I'm one of those 'kids' you talk about, a HCA on an elderly medical ward. Thank you for your support and appreciation for all the hard work we do- it really means a lot.

Maybe you have worked with a few HCAs who are lazy and incompetent but, as you know, the majority are not. Our job is thankless enough already without you telling the world how useless you think we are.

'The kids can do a few things. They can bedbath a patient' you say. Are you purposely omitting the majority of our workload? I find that as offensive as you find your uncle telling you you're a saint for cleaning up poo all day (as said in an earlier post).
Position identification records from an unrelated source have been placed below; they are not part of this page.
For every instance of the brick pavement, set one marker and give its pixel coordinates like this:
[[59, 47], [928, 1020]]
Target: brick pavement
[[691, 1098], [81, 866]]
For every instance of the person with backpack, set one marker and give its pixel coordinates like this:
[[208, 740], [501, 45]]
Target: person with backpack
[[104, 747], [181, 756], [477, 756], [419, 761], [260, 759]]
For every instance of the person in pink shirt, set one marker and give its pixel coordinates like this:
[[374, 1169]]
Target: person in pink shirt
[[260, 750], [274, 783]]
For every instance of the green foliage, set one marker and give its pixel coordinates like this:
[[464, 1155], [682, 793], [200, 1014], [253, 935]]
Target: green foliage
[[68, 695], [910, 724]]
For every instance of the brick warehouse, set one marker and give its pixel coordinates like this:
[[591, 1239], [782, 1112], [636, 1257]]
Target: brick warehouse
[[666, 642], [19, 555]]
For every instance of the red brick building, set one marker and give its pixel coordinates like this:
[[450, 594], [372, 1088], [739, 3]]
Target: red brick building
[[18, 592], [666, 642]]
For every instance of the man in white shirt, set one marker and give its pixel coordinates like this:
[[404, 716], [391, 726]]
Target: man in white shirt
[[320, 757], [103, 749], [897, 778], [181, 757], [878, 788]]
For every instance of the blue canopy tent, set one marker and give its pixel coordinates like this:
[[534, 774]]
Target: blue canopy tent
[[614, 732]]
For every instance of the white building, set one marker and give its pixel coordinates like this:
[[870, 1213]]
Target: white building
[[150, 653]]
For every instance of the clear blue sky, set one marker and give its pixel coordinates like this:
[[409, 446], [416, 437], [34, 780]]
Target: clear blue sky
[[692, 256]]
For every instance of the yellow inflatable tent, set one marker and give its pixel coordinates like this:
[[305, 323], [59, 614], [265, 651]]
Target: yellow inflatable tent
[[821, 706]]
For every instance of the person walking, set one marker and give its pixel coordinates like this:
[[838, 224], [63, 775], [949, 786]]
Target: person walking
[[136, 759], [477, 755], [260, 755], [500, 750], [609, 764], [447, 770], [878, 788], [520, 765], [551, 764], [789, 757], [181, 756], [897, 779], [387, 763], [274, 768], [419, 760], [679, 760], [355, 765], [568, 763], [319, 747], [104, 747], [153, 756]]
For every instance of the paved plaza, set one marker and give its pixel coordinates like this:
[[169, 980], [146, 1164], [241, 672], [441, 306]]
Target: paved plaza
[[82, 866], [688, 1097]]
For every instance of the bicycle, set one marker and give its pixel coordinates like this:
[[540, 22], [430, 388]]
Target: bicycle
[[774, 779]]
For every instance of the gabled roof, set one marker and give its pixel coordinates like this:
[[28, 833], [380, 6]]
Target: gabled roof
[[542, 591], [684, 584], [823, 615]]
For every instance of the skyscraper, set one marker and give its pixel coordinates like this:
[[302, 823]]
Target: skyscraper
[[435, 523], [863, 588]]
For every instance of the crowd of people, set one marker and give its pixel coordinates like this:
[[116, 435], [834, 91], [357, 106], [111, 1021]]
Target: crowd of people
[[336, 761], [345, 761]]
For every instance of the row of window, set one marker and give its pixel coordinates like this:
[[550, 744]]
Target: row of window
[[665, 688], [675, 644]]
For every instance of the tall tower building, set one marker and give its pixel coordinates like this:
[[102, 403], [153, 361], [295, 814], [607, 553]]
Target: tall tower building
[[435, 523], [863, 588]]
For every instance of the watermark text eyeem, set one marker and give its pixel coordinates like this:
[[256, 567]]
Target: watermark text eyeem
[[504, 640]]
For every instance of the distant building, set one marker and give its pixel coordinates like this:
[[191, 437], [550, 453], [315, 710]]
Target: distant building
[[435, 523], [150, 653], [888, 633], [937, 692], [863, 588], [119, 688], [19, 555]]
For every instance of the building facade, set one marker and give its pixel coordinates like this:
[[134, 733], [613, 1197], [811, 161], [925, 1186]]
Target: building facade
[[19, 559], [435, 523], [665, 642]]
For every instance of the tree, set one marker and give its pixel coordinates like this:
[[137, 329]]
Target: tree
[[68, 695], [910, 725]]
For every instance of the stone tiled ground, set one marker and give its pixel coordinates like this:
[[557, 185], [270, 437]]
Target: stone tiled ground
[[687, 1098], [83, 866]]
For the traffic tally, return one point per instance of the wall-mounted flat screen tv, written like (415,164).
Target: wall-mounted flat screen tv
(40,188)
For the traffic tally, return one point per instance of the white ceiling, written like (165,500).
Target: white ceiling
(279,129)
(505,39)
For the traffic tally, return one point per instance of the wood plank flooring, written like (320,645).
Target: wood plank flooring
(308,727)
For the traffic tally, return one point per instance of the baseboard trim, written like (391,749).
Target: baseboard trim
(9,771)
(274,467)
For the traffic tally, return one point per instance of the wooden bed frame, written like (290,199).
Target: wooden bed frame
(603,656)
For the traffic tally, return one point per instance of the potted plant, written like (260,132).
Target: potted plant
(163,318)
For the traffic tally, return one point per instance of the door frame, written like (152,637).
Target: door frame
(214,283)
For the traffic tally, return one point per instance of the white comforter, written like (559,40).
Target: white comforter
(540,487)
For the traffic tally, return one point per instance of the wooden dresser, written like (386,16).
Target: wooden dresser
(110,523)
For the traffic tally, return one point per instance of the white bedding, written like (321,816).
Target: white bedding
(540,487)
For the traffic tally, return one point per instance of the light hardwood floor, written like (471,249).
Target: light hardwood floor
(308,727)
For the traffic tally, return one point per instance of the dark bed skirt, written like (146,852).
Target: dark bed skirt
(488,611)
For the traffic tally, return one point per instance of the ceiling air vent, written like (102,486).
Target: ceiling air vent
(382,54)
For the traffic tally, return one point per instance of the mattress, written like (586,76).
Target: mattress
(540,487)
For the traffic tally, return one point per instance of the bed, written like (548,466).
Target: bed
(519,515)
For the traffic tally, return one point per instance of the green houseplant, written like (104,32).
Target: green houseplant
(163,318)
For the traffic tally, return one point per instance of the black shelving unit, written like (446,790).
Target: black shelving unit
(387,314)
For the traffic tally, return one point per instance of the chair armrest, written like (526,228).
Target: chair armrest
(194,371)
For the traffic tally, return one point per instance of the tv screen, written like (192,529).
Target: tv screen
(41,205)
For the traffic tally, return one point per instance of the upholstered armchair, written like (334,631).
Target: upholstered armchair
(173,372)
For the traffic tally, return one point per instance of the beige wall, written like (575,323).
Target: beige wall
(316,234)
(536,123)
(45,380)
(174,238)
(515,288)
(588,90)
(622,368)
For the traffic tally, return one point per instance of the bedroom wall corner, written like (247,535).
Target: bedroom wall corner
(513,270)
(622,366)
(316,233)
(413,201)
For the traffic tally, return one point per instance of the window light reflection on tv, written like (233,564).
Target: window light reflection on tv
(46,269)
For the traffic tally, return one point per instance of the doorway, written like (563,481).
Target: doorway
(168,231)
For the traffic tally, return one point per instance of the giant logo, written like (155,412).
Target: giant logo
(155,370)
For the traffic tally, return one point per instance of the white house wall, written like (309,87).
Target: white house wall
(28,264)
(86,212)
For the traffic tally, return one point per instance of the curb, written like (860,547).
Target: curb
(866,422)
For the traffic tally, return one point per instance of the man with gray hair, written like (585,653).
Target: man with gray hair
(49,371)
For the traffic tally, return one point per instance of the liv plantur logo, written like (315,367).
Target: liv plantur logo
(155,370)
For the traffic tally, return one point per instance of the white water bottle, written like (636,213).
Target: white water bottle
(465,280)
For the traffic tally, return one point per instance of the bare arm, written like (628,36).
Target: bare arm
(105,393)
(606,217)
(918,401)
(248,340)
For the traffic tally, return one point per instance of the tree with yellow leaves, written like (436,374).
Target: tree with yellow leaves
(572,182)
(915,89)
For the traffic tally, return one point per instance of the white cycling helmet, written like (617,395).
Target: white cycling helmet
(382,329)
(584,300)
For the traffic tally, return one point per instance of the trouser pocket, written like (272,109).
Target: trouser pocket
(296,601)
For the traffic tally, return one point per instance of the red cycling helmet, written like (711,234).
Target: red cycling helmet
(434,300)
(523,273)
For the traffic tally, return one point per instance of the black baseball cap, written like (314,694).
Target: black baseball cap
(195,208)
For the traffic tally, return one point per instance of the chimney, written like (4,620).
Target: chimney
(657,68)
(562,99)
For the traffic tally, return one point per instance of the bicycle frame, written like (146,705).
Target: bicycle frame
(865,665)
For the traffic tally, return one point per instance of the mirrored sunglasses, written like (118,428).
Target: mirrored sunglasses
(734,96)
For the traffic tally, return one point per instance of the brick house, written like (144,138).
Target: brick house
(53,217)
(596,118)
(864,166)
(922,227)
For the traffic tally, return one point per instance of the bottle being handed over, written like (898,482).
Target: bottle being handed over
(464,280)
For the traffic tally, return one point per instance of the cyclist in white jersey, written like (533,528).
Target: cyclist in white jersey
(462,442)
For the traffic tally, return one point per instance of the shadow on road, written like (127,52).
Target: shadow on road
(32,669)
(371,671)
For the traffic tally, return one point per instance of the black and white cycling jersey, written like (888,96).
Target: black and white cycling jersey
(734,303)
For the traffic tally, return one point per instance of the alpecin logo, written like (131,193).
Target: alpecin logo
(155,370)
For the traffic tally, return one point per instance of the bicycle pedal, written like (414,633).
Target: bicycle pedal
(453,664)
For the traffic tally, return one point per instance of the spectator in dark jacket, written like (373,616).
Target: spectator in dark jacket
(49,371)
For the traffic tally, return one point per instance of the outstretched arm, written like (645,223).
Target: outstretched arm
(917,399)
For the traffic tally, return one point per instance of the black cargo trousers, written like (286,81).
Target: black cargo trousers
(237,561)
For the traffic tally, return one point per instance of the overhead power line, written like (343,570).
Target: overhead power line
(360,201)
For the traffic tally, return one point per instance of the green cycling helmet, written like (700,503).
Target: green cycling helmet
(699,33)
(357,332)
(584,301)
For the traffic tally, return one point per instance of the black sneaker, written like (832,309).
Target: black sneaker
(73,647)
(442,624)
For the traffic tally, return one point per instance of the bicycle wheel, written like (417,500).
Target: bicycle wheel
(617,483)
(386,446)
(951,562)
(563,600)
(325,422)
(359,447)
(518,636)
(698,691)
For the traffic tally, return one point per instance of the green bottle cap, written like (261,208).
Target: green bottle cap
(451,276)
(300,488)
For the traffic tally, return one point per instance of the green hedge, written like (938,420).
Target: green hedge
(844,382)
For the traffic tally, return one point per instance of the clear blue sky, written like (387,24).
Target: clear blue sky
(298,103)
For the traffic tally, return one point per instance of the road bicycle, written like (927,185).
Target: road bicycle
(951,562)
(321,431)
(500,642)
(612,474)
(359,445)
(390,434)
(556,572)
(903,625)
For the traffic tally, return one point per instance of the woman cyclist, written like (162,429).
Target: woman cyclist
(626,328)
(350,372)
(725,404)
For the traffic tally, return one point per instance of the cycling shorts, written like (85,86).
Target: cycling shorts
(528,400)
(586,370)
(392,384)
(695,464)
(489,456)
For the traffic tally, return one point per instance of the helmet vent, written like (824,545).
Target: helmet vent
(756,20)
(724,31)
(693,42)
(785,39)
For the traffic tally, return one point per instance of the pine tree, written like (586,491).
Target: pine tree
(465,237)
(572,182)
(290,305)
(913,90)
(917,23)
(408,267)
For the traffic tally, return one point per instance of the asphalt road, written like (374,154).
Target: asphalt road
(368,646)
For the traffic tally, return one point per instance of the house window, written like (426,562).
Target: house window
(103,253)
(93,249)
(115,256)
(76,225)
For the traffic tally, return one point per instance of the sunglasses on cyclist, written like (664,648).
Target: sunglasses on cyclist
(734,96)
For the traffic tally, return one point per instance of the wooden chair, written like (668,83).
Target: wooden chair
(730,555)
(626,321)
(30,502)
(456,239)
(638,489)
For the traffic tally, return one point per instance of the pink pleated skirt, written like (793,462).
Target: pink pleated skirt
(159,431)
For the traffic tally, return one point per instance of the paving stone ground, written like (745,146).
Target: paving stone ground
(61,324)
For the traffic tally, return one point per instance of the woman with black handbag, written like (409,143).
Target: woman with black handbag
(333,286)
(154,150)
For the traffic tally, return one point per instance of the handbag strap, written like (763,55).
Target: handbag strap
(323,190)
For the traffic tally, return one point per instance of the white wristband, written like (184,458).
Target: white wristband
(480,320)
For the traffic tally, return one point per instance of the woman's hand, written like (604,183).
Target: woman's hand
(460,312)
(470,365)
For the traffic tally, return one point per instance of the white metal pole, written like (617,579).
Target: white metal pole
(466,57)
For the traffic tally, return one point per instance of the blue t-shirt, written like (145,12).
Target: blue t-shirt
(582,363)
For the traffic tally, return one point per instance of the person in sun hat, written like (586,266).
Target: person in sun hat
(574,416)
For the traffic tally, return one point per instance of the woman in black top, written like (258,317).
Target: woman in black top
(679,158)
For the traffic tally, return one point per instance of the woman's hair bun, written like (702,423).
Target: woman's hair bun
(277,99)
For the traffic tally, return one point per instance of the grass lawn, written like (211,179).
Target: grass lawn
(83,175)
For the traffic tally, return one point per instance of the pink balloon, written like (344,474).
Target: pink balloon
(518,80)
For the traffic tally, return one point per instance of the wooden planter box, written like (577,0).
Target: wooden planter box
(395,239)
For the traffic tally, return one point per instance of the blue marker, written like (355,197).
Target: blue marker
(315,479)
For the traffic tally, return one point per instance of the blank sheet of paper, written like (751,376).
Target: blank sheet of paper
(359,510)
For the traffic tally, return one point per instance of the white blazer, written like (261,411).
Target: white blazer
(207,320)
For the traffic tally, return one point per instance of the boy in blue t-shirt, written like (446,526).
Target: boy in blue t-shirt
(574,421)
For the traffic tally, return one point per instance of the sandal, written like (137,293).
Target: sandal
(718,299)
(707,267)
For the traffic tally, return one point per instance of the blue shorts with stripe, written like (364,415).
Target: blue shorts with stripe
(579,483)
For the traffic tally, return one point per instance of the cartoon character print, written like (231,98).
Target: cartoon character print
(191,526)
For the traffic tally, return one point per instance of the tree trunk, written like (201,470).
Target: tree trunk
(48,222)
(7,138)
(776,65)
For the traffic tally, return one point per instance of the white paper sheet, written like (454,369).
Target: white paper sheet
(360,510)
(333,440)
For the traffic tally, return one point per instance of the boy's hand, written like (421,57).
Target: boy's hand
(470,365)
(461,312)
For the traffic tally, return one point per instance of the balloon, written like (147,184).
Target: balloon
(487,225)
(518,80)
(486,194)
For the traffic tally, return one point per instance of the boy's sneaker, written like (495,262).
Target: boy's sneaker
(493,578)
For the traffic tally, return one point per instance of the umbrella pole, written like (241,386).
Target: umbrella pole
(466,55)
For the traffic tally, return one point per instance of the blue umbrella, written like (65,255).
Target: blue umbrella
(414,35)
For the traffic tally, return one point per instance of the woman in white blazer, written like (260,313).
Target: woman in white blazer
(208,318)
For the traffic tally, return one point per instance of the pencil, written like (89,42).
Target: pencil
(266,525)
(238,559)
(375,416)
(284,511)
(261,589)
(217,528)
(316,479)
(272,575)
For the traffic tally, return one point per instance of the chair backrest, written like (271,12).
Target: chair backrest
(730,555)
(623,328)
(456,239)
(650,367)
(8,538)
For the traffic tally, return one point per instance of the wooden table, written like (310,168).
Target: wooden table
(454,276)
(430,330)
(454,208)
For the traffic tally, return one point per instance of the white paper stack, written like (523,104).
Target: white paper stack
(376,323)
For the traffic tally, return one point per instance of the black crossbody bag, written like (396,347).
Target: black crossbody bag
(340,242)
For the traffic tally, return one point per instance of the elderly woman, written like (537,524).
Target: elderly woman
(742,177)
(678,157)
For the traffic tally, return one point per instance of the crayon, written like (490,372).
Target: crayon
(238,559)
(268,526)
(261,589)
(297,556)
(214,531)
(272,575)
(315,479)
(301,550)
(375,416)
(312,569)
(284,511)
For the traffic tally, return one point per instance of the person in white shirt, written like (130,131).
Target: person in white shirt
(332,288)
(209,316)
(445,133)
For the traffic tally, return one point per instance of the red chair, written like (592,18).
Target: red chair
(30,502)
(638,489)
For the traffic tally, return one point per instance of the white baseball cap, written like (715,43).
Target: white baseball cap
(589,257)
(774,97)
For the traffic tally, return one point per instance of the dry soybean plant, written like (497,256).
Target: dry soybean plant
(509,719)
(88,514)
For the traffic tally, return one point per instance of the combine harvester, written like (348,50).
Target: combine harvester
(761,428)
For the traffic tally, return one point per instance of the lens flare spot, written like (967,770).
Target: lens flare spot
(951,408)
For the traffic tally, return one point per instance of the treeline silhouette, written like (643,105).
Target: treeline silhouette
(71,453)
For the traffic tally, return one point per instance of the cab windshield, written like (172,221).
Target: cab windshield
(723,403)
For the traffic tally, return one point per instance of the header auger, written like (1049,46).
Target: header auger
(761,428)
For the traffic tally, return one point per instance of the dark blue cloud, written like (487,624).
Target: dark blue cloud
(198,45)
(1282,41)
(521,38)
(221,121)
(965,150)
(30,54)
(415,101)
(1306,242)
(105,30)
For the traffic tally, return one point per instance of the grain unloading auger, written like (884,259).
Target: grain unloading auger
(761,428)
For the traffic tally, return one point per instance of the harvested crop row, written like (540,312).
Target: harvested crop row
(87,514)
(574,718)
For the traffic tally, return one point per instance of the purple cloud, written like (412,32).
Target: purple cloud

On my ward, the HCAs are responsible for all the basic patient care: bathing, feeding, 2 hourly turns, making them comfortable, minor dressings, fetching commodes/ bed pans,making beds, cleaning, obs, bms, fluid balances, stool charts, dealing with various bodily fluids, taking samples and dip sticks etc, and generally keeping an eye on patients. We, just like you, do all this whilst stopping patients pulling out cannulas and catheters, escalating when there's a change in a patient's condition, putting out crash calls, preventing falls, and performing first aid when this fails, calming down the ones who scream or get aggressive, and quite often failing and getting hit, scratched, sworn at- for trying to help, as well as running to other wards for you to fetch bags of saline or extra care plans, calling doctors and bed manager and clinical support for you, linnen runs, pharmacy runs, path lab runs, finding the folders and other bits and bobs you loose ten times a day. We try our very best to get all of this done and we care a great deal about the quality of the care we deliver but, just like you, we sometimes won't get everything done. There simply isn't always enough time in the day to do all this, multiple times a shift, for upwards of 20 patients. Here's a question you should ask yourself when next you feel like calling us lazy: When was the last time you saw a HCA sat down?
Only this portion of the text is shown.